New York University wants to expand our minds — but in a trippy new way.

NYU Langone Health’s Department of Psychiatry plans to establish a Center for Psychedelic Medicine, a hallucinatory hub that will support research on treating addiction, chronic pain, opioid addiction and “existential distress” — among other physical and emotional maladies — using psychedelics. NYU researchers are already involved in studies on the treatment of alcoholism, anxiety and major depressive disorder with psilocybin (the active ingredient in magic mushrooms) and the treatment of severe PTSD with MDMA (also known as ecstasy and molly).

The program, announced Wednesday, will also be the home base for NYU’s new Psychedelic Medicine Research Training Program, which will attempt to make psychedelic medicine more mainstream and increase the number of experts in the field.

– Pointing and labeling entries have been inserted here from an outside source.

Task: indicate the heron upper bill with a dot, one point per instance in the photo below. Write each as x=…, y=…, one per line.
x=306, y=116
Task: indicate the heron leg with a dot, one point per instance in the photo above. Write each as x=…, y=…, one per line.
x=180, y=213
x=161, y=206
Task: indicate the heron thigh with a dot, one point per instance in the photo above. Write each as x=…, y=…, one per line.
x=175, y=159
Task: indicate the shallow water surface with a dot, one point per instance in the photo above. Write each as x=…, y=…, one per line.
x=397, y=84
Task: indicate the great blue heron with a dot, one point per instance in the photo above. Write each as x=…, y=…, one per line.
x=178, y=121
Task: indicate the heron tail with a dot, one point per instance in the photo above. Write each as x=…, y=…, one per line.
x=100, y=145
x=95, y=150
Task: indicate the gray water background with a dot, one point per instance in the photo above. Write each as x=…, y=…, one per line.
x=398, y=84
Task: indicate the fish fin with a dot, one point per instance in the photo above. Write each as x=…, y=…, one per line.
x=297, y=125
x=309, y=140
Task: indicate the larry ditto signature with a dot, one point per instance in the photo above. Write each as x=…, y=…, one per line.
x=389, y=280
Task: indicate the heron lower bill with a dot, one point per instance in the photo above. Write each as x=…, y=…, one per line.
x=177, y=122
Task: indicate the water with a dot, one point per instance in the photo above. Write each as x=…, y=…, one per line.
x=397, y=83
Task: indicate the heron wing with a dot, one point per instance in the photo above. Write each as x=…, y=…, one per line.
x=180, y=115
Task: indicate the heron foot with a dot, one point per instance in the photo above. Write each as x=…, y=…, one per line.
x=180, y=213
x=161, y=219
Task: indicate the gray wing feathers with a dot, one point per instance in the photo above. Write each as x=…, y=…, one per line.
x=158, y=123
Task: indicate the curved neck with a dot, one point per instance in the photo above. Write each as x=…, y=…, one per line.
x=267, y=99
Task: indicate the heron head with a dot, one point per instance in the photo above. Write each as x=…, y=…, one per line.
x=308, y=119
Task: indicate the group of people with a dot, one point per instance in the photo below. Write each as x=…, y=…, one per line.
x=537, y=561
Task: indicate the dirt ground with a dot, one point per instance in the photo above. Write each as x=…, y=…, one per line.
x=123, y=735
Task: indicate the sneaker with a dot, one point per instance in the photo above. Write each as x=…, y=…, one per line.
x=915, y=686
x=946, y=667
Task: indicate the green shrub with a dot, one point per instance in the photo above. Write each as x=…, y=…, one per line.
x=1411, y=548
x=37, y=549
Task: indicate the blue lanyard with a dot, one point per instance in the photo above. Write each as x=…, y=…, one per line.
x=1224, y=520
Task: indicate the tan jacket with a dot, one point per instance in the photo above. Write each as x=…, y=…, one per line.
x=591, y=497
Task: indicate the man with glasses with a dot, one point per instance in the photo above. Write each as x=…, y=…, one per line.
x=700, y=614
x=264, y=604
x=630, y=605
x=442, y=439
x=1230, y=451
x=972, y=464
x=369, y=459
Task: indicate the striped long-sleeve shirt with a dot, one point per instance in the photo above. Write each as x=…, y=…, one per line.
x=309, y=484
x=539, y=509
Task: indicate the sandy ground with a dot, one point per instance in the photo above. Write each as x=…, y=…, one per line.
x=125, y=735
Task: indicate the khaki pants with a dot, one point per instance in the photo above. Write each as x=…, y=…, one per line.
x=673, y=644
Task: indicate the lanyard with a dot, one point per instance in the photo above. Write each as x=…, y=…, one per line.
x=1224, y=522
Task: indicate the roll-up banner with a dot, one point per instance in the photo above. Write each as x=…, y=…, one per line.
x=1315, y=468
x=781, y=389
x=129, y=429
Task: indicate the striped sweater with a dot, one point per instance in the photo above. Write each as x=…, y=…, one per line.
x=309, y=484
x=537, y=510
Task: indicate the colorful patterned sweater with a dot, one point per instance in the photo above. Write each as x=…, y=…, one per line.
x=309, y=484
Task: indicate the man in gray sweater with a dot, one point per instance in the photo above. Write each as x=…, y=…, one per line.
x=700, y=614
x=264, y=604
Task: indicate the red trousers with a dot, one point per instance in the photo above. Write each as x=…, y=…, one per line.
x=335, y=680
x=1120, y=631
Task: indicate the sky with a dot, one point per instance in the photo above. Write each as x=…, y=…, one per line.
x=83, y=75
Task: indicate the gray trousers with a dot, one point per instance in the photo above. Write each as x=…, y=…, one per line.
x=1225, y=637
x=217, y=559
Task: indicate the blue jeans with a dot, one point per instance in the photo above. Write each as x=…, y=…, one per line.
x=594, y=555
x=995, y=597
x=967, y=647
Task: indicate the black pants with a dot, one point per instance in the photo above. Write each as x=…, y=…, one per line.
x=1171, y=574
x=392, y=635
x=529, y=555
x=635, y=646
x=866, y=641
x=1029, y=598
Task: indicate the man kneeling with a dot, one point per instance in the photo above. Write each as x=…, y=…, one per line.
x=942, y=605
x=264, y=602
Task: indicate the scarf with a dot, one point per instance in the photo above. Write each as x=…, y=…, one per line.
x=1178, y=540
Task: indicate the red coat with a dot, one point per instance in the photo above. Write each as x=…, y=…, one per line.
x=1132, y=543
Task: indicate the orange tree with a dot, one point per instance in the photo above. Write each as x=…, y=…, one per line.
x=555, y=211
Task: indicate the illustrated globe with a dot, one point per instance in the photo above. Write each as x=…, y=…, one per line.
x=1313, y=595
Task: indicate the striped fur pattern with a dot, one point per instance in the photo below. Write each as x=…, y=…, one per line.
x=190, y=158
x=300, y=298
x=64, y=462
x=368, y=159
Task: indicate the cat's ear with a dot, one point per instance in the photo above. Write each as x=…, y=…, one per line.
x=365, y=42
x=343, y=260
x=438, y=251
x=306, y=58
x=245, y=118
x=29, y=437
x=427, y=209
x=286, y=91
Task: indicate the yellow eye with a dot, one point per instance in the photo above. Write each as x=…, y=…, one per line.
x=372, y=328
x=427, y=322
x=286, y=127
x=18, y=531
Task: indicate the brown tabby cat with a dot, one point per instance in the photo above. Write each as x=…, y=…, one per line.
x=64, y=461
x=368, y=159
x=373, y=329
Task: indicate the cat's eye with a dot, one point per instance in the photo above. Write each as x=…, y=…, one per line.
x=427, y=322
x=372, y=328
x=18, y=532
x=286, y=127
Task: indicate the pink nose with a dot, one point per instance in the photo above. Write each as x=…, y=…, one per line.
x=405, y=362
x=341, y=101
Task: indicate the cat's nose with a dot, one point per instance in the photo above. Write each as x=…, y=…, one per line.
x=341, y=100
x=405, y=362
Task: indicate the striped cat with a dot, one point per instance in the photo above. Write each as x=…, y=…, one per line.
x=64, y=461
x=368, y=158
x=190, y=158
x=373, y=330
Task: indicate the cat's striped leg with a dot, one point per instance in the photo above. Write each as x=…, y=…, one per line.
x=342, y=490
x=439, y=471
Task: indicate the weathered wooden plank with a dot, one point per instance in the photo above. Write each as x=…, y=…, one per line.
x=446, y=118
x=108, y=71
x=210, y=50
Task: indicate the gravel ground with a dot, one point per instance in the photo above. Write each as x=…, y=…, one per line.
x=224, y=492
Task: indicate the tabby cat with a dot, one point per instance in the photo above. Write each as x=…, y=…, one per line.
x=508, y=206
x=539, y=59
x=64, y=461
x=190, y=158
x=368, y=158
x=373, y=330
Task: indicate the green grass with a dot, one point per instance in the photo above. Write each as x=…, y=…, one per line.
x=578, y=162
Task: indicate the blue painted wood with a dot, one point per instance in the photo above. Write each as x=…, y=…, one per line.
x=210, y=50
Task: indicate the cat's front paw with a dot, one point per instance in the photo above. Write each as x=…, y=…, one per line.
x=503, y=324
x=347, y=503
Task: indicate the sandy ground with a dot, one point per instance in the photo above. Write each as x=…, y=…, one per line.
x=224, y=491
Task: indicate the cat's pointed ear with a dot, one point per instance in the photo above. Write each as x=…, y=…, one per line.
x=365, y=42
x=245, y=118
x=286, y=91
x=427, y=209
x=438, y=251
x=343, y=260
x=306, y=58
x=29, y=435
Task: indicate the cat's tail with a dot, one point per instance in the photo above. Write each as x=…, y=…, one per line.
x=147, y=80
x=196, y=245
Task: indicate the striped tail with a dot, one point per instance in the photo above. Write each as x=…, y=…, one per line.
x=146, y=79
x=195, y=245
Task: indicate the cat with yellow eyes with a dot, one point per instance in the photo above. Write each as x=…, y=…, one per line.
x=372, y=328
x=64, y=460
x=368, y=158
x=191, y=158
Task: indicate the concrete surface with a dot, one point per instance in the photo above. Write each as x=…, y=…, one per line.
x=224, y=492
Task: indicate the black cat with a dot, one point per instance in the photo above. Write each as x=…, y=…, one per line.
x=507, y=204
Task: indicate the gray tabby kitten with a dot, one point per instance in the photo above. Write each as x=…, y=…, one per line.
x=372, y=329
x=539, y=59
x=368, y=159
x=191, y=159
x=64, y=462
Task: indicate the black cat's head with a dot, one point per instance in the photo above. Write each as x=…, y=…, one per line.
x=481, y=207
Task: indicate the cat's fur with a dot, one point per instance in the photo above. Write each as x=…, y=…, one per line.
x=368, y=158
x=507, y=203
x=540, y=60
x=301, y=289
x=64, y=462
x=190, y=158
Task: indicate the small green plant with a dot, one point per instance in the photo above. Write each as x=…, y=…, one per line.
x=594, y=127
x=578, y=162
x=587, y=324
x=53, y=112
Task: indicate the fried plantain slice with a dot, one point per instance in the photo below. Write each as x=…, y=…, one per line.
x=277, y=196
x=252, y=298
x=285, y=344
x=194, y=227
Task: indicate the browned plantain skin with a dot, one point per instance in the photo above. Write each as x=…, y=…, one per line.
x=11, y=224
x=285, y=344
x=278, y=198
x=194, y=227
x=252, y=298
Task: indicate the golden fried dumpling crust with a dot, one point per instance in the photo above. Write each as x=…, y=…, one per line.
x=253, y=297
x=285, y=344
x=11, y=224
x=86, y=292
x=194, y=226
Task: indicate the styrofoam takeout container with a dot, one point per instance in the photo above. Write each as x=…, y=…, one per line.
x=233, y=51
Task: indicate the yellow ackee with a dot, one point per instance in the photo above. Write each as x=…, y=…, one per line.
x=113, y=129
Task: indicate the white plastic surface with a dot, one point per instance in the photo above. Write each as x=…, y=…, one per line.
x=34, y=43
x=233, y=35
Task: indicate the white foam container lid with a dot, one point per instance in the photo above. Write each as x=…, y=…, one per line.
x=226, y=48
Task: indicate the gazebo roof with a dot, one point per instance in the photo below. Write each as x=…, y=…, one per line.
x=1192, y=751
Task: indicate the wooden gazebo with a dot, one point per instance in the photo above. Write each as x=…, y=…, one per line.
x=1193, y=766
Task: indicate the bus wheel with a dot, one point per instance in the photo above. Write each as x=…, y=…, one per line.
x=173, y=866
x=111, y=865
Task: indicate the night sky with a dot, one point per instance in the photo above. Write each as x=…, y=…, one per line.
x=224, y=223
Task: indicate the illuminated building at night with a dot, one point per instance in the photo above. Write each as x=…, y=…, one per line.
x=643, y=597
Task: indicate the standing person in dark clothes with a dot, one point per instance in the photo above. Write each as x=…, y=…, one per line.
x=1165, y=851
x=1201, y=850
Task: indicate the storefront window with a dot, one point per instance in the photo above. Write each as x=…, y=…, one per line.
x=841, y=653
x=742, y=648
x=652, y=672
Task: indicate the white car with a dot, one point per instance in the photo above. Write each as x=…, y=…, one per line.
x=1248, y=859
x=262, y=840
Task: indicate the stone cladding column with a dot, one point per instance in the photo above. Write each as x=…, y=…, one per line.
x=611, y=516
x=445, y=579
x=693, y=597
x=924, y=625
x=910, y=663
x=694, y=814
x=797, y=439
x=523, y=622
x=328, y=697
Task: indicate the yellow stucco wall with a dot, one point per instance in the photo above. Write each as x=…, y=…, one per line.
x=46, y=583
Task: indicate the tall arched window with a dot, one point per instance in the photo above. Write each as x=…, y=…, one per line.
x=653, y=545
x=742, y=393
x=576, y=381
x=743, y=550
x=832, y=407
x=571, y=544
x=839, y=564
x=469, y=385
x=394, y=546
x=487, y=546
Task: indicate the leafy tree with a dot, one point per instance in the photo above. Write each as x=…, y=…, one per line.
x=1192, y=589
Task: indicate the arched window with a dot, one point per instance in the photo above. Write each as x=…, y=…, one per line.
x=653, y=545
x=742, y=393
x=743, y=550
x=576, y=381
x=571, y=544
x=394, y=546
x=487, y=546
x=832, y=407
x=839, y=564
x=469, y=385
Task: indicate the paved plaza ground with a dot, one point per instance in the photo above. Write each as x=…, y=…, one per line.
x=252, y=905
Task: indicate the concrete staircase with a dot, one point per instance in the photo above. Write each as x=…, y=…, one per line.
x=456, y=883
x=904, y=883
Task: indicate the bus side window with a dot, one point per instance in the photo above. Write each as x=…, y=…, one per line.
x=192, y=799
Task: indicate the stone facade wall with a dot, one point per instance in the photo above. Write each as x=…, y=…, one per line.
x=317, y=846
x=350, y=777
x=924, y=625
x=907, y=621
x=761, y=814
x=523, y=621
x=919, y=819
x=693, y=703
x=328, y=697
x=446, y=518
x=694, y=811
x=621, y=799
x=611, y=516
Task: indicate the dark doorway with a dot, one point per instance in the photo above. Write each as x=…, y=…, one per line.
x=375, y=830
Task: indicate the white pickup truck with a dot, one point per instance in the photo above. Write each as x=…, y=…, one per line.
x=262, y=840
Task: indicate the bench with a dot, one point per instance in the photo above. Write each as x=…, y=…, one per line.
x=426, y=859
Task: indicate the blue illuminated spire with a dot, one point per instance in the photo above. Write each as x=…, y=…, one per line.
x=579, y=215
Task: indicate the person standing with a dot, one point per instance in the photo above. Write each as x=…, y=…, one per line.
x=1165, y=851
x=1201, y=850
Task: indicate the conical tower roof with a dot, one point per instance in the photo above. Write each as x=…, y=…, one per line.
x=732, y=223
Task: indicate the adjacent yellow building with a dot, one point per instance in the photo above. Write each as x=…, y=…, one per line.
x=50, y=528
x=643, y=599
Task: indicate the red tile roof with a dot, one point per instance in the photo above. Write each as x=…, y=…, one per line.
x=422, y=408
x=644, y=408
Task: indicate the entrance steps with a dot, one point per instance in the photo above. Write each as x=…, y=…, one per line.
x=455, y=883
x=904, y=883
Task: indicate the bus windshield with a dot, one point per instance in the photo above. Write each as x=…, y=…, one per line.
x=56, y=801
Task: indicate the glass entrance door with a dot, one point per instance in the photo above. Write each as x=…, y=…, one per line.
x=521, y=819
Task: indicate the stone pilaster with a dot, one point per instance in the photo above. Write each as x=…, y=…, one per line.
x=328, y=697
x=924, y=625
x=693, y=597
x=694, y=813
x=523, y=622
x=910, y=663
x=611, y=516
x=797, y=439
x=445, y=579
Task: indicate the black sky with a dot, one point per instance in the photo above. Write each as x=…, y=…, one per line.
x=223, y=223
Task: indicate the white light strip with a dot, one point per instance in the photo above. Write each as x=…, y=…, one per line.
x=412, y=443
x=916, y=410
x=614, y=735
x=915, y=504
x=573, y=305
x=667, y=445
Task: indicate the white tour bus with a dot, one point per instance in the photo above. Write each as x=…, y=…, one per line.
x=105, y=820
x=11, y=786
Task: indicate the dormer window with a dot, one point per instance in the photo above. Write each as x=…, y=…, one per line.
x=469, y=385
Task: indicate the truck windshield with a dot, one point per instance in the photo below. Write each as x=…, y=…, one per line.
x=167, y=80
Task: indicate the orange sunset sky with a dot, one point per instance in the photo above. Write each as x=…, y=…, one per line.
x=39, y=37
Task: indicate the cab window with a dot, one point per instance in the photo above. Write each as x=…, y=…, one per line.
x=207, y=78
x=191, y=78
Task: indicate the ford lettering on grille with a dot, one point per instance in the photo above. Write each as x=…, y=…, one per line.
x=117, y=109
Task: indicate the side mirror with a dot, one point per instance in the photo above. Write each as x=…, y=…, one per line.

The new facility is backed by $10 million from donors, including Dr. Bronner’s soaps and psychedelic medicine company MindMed. 

The center is being created to “ensure that the momentum created by the modern psychedelic renaissance is sustained,” according to NYU psychiatry professor Michael P. Bogenschutz, who will be the center’s director. 

Benefactors believe the program will not only advance psychedelic-inspired medicinal research, but also help those suffering from “some of the most prevalent issues in mental health for patients,” according to a press release, which added, “We are very excited about what the future holds.”

The center comes amid a surge in medicinal interest in psychedelics, with Oregon becoming the first state to legalize magic mushrooms in November, and California currently considering a bill that would decriminalize acid. Last August, a guided ketamine trip therapy clinic opened in Manhattan. 

Recreationally, psychedelics appear to be more popular than ever: In a July 2020 study, researchers found that LSD has become exponentially more popular among American adults as a result of the COVID-19 pandemic.

“LSD is used primarily to escape. And given that the world’s on fire, people might be using it as a therapeutic mechanism,” University of Cincinnati doctoral candidate Andrew Yockey told Scientific American at the time. “Now that COVID’s hit, I’d guess that use has probably tripled.”